This was the biggest year ever for eSports. Competitive gaming has more players, a bigger audience, and a brighter future than ever before. Over a period of 10 days, the Daily Dot will profile people who’ve fueled this unprecedented growth, from top players to industry visionaries.
In earlier pieces, we looked at Sasha “Scarlett” Hostyn, the 20-year-old StarCraft 2 phenom from Canada, and Rod Breslau, the eSports journalist. Today, we’re looking at Dustin Beck, the man driving one of the most extraordinary eSports phenomenons in the world.
As Riot Game’s vice president of eSports, Dustin Beck is the man in charge of the biggest competitive game on the planet: League of Legends. Beck controls the most professionally run and successful eSports competition of all time, the game’s League Championship Series (LCS), which sees weekly matchups between top players.
Under Beck, the LCS has been the most-watched eSports event in the world for two years running, ensuring League of Legends’s status as the most played eSport around. Roughly 32 million people watched the event over an October weekend.
The massive success of the LCS can, in part, be credited to League of Legends‘ own success. However, the fact is that Beck and his team have put together the most impressive imitation of traditional sports that eSports has ever seen.
“We wanted to create a consistent league structure similar to FIFA, similar to MLB or NBA,” Beck said.
“What that allows for is more fandom and more storylines around players, around teams, around rivalries. What we learned from last year doing this one big tournament last year was that it was really hard for fans to have a big following or an allegiance to a specific team. Now that we’ve done this regular season and we’ve created this large platform for viewers to watch, it’s actually a more compelling, more rewarding experience for the championship.”
Before League of Legends, the biggest eSport was StarCraft 2. One of StarCraft’s biggest issues was that there were too many events for a fan to possibly understand. Few people could grasp which event meant something and which didn’t. A match would be hyped to the sky one Sunday afternoon and forgotten by Wednesday because it had no future implications. There was no world championship or unified league structure to put all the drama together, just a series of matches that fell apart to all but the most hardcore fans.
The LCS changed that by contracting top teams to play in easy-to-understand leagues around the world that lead up to a world championship event that everyone wants to watch. The event sold out Los Angeles’s Staples Center in minutes. It also doesn’t hurt that their website, lolesports.com, offers coverage that easily beats anything a competitor has ever attempted.
That’s the macro side, but Beck and Riot impress even on the micromanagement side, where they’re helping eSports teams and organizations in places like Turkey, Russia, and Brazil build themselves into institutions.

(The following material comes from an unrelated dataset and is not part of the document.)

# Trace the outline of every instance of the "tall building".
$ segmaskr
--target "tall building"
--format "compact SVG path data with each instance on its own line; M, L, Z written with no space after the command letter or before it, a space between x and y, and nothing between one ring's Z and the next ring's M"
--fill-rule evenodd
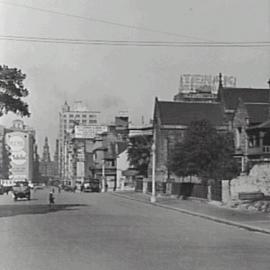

The LCS itself doesn’t reach into those areas, but as development continues, it’s easy to see the groundwork is being laid.
In August, Beck made waves when he told the press that Riot didn’t profit from the LCS.
“It’s a significant investment that we’re not making money from,” he said. “It’s an investment into the game, for our fans, just like we’d invest in any other feature within the game. It’s a worthwhile thing for us to do because it’s such a high quality, engaging experience for our fans.”
Big headlines followed. Most of them missed the point. Sure, Riot isn’t making an outright profit on ticket sales or even big streaming. After all, Riot runs a lot of these events through third parties like Major League Gaming and even a giant Twitch stream can’t recoup all the costs paid out here.
But all signs point to the LCS ultimately being a winner for Riot. It keeps players interested and attracts new eyes. The LCS puts its game in the spotlight year round and makes it perfect fodder for big time media to cover breathlessly as the cutting edge.
When HBO’s Real Sports covered the event in October, there was none of the usual snark or dismissiveness that generally accompanies mainstream coverage of eSports. Instead, there was a respect for the obvious success of something so new to most people.
For that, there are a lot of people to credit. The people who developed the original Dota, the founders of Riot Games, and the designers who keep it chugging along all deserve mentions. But as far as eSports goes, it’s Beck at the top of the food chain.